Broken links to Wikipedia when × is in the URL (presumably may affect other special characters)

Platform: Website

Browser: Firefox, though doubt browser dependent

URLs:

Description of problem (please provide a set of steps we can use to replicate the issue, and make as many as you need.):

Step 1: Go to the page for a taxon which has × in the name - see list above
Step 2: Click on the link to Wikipedia
Step 3: Observe that the link is incorrect. E.g. it links to https://en.wikipedia.org/wiki/Crocosmia_×_crocosmiiflora instead of https://en.wikipedia.org/wiki/Crocosmia_×_crocosmiiflora

4 Likes

For clarity, it is automatically finding and displaying the wikipedia page on inat’s taxon page just fine, it is only the little arrow with the link to view the wiki page directly that is broken. It looks like the problem is that it is trying to use the actual cross character directly in the url, when maybe it needs the cross character with a regular ‘x’ to match the formatting of the wikipedia article urls. I guess the developers must already know how to get the right link because the embedding works.

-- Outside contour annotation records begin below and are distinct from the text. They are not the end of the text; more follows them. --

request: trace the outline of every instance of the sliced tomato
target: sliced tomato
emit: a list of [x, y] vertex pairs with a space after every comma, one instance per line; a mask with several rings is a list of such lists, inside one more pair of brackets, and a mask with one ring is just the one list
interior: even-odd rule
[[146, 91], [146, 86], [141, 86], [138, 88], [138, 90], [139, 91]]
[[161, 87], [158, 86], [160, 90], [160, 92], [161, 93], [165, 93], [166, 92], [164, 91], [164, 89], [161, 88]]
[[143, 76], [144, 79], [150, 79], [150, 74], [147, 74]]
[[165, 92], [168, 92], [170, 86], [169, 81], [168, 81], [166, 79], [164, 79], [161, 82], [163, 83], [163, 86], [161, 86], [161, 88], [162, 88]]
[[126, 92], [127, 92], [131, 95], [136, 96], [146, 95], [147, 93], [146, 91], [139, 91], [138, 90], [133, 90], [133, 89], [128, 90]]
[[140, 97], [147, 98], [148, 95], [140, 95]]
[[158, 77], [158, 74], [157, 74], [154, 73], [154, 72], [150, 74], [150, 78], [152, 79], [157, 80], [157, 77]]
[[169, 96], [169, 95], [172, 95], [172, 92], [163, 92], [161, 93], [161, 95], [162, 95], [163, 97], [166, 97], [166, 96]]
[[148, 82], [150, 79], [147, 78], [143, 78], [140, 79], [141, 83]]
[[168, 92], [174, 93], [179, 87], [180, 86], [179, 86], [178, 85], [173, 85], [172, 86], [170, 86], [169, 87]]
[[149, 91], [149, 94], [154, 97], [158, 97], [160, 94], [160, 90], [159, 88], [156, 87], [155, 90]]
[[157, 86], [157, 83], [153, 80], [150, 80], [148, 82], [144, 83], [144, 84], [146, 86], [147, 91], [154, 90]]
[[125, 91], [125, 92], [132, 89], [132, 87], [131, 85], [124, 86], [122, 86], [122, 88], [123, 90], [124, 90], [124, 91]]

Browser : Firefox, though doubt browser dependent

can confirm this is happening for me on chrome as well

Likely the special character is getting altered by some sanitization function in iNaturalist. It may need to be URL-encoded before being passed to the sanitizer. (Alternatively, it could be getting double-encoded.)

Wikipedia do use the actual “×” character in the URLs - but they also usually have redirects from the version with the letter “x” for easy searching.

The following works as well:

https://en.wikipedia.org/wiki/Crocosmia_%C3%97_crocosmiiflora

Made a Github issue for this: https://github.com/inaturalist/inaturalist/issues/3813

Note that the character × does not actually appear in the correct URL since that is not an allowed character in URLS. It is just decoded when displayed in the post and also in your browser’s address bar. If you right click the link in my post and select “Copy link” or visit the page and copy the URL from the address bar and paste elsewhere, you will see that it the URL actually ends with Crocosmia_%C3%97_crocosmiiflora (%C3%97 being the URL encoded version of ×.

Similarly the actual problematic URL used by inat ends with Crocosmia_%C3%83%C2%97_crocosmiiflora - (%C3%83%C2%97 being the URL encoding for “Ã\u0097” where \u0097 is this invisible character: https://www.fileformat.info/info/unicode/char/0097/index.htm

I would guess that it is a character encoding issue in the database but for the fact that the wikipedia content is displayed correctly on inat.

1 Like

This should be fixed.

This topic was automatically closed after 18 hours. New replies are no longer allowed.